Genuine & Imitation Stuff in the Mind

It is rather easy for me to mistaken an original product with the fake or imitation piece. It probably takes a skilled person in a particular trade to note the difference. With more and more sophisticated technology available in hand, the imitation product may no longer be as obvious as in the past.

Training and purifying the mind has the same issue – many a times when I thought I am already in the state of pure peace and bliss, that state turns out to be an imitation of the ego.  In term of “imitation” in mind states, it has the taints of like and dislike, obscured by ignorance itself.

A good example is the quality of acceptance. Acceptance in its truest sense is about acknowledging and facing what is without any intention or purpose of changing or fixing it. True spiritual acceptance requires an act of surrendering and allowing whatever is to take place without any reaction or interference to it. In reality whatever the mind reacts has little or no effect to what is except a fabricated perception of control. Not recognizing this reality is what creates our delusion.
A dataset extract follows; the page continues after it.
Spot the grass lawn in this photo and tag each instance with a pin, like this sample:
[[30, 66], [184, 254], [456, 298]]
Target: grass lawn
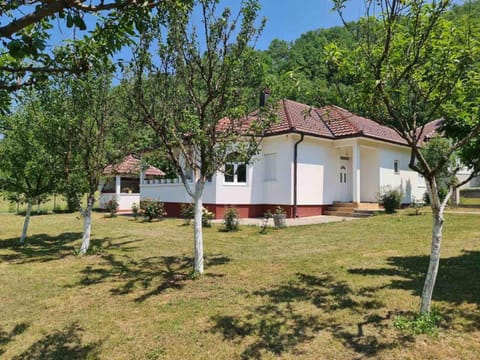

In the imitation state of acceptance, there is always a desiring for what is to change – it may not be obvious in the foreground. One easy way to recognized it is to check whether there is a tolerating attitude going on at the background of the mind. Whenever I am tolerating, I am gritting my teeth in my mind, withholding myself back from bearing witness to what is, even though I may be facing it without much of a choice. Tolerance is an imitation of acceptance. On the other extreme, resignation is also an imitation of acceptance. When I finally see the futility of tolerance, I resign to the “fate” with animosity, giving up myself in a way that expresses my discontent and rejection. Both are extremes to acceptance. In true acceptance there is purely peace and impartiality.

In each true quality you may observed that there is always bound to have both extremes, on each end, mimicking the balance of its center. We can understand this logic as it take two ends to make a center. The Buddha’s teaching of gradual awakening is solely based on this understanding – coming into balance of both extremes – The Middle Path, the path that is founded by recognizing both extremes on each end – holding on and resistance, created by ignorance.

Holding on and resistance are both clinging or craving in nature. They manifest themselves as like and dislike, want and don’t want, desire and aversion. Both these nature springs from ignorance of what is – it is these nature that brought about the meaninglessness meaning of control. In reality, control is a freak, a lie – an unknowing fabrication that we took as a gospel truth in our day to day living. This lie proliferates practically in all our mental states, whenever there is no awareness and wisdom backing our actions. I may say all reactions are ignorance by nature.

The inward journey of finding myself is the continuous journey of recognizing imitations in the mind. All imitations have limitation by nature. I can’t change imitation as the word “change” already imply “I have the control to take charge”. Imitation releases me when I recognized it as untrue, as false.

Truth reveals when I recognize false as false.